In [1]:
import pandas as pd
import numpy as np
from sklearn.model_selection import train_test_split
from sklearn.ensemble import RandomForestClassifier
from sklearn.metrics import accuracy_score, confusion_matrix, classification_report
from sklearn.preprocessing import StandardScaler

# Model Training and Evaluation
In this notebook, we will experiment with different machine learning models to evaluate their performance on the cleaned dataset. We'll start with splitting the data into training and test sets, followed by training a RandomForestClassifier and evaluating it using common metrics.

In [2]:
# Load the cleaned data
df = pd.read_csv('data/processed/cleaned_data.csv')
df.head()

### Split the Data into Features and Target
We will separate the features and the target variable for model training.
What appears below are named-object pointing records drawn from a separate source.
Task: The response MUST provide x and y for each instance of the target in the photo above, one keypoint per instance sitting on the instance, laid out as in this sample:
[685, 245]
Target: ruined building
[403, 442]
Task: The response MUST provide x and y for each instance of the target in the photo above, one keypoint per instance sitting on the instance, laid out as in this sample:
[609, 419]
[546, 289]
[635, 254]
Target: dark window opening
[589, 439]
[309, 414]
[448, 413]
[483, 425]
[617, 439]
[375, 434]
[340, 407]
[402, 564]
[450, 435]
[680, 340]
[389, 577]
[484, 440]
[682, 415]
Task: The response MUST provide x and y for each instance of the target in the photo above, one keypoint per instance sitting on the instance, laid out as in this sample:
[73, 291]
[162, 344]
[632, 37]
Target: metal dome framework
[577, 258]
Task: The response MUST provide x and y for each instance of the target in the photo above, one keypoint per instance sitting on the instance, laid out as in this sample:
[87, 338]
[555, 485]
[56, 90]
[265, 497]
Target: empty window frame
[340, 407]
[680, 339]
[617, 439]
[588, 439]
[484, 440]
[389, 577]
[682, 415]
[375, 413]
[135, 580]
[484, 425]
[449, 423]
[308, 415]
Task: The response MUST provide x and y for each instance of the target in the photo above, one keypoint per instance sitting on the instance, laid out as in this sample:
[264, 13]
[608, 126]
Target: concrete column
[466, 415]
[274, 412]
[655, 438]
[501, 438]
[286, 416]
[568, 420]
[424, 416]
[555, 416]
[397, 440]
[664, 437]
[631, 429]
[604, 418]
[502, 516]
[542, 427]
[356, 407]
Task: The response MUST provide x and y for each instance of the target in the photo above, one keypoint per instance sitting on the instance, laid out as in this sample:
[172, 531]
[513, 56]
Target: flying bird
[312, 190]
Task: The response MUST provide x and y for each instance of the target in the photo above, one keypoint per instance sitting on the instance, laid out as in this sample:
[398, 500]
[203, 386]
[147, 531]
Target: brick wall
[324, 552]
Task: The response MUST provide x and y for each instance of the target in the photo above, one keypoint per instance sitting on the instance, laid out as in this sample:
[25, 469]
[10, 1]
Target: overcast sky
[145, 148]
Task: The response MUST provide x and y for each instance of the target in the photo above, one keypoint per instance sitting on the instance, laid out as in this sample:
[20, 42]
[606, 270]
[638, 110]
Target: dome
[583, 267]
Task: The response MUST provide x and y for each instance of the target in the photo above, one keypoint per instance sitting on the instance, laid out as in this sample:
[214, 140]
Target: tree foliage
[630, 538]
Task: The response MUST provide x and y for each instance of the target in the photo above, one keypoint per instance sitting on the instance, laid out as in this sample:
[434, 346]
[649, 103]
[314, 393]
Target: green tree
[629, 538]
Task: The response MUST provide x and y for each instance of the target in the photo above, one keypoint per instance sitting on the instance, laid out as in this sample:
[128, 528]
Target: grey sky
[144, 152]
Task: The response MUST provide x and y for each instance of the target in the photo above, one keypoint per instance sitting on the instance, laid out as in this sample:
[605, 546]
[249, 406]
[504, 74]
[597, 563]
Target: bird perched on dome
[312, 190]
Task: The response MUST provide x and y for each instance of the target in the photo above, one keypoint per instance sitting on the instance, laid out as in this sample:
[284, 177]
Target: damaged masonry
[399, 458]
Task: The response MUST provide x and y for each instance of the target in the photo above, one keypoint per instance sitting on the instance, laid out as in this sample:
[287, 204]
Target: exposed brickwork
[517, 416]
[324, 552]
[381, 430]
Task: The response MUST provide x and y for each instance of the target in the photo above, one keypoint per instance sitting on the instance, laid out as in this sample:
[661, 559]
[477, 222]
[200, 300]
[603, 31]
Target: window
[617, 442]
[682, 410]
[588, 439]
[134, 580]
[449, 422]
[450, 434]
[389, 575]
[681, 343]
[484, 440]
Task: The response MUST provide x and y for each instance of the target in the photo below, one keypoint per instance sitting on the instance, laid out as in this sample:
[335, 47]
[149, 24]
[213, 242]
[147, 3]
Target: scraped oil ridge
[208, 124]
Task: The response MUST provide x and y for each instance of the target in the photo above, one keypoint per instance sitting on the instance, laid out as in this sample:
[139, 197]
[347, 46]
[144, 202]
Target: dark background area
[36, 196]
Please adjust the target column as per your dataset.

In [3]:
X = df.drop(columns=['target'])  # Replace 'target' with the actual column name
y = df['target']  # Replace 'target' with the actual target column name

### Split the Data into Training and Test Sets
We'll split the dataset into training and testing sets (80% training, 20% testing).

In [4]:
X_train, X_test, y_train, y_test = train_test_split(X, y, test_size=0.2, random_state=42)

### Feature Scaling
For some models, it may help to scale the features, especially when the feature values have very different ranges.

In [5]:
scaler = StandardScaler()
X_train_scaled = scaler.fit_transform(X_train)
X_test_scaled = scaler.transform(X_test)

### Train the Random Forest Classifier
We will train a Random Forest model on the training data and evaluate its performance on the test data.

In [6]:
model = RandomForestClassifier(n_estimators=100, random_state=42)
model.fit(X_train_scaled, y_train)
y_pred = model.predict(X_test_scaled)

### Evaluate the Model
We'll evaluate the model using accuracy, confusion matrix, and classification report.

In [7]:
accuracy = accuracy_score(y_test, y_pred)
conf_matrix = confusion_matrix(y_test, y_pred)
class_report = classification_report(y_test, y_pred)
print(f'Accuracy: {accuracy:.4f}')
print('Confusion Matrix:')
print(conf_matrix)
print('Classification Report:')
print(class_report)

### Conclusion
Based on the evaluation metrics, we can conclude whether the Random Forest Classifier is suitable for our task. We can further experiment with other models or improve this model through hyperparameter tuning.